Spacing and Planting Depth
Give Yukon Gold Potato room to mature. The figures below come from verified extension and seed-supplier data for typical varieties.
| Spacing in row | 12 inches |
|---|---|
| Row spacing | 36 inches |
| Plants per sq ft | 0.33 |
| Planting depth | 4 inches |
| Sun requirement | Full sun |
Days to Maturity
Yukon Gold Potato reaches maturity in 80–100 days from sowing.
Yukon Gold Potato is ready to harvest after about 90 days. Harvest before summer heat or, for fall crops, before a hard freeze, to keep quality high.
Conditions and Care
As a cool-season vegetable, Yukon Gold Potato does its best growing in the cooler weather of spring and fall and tends to bolt or turn bitter in summer heat. It is half-hardy — it withstands light frost but should be protected from a hard freeze.
Yukon Gold Potato needs full sun — give it at least six hours of direct light a day for the best growth and flavor. Sow seed about 4 inches deep, then keep the soil evenly moist until seedlings establish.

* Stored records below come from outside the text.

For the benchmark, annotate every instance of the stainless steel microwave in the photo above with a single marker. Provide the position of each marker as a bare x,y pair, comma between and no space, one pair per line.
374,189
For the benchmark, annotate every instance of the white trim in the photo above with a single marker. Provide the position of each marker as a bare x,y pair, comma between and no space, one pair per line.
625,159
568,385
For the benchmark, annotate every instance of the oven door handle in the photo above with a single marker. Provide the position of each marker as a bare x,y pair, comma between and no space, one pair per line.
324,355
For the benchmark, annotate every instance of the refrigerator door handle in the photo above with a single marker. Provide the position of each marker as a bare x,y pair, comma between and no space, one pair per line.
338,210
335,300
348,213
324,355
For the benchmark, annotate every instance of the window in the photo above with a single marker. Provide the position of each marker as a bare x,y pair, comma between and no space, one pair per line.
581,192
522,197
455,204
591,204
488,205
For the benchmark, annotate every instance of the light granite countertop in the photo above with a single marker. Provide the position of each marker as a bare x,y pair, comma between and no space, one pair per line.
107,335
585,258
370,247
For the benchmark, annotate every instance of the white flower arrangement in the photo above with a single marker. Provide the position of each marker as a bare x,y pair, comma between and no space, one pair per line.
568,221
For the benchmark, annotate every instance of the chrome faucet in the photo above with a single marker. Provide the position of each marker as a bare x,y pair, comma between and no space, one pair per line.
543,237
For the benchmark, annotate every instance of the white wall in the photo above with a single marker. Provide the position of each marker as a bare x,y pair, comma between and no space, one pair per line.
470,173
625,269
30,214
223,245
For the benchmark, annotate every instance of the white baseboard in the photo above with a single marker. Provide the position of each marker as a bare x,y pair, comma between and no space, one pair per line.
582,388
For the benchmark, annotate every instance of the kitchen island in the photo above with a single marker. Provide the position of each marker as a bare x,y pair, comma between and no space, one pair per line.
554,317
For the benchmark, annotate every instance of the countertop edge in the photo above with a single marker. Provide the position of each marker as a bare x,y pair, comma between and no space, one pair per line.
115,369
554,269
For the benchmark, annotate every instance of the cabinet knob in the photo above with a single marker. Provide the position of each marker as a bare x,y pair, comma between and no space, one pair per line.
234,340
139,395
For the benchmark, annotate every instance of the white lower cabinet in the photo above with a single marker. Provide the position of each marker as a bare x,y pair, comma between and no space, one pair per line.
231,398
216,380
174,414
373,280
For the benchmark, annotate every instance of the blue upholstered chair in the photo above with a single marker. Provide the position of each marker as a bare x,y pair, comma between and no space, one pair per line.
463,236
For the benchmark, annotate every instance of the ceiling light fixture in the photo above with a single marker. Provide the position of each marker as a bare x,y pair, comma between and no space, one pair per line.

Yukon Gold Potato belongs to the Solanaceae family; rotating where you grow members of this family each year helps limit the build-up of soil-borne pests and disease. Yukon Gold Potato is generally grown as a single planting each season rather than succession sown.
Companion Plants
Pairing Yukon Gold Potato with the right neighbors can improve growth and deter pests; a few combinations are best avoided.
Grows well with: Bush Beans (Snap), Corn
Keep away from: Tomato, Cucumber
Growing Notes
Mid-season yellow potato.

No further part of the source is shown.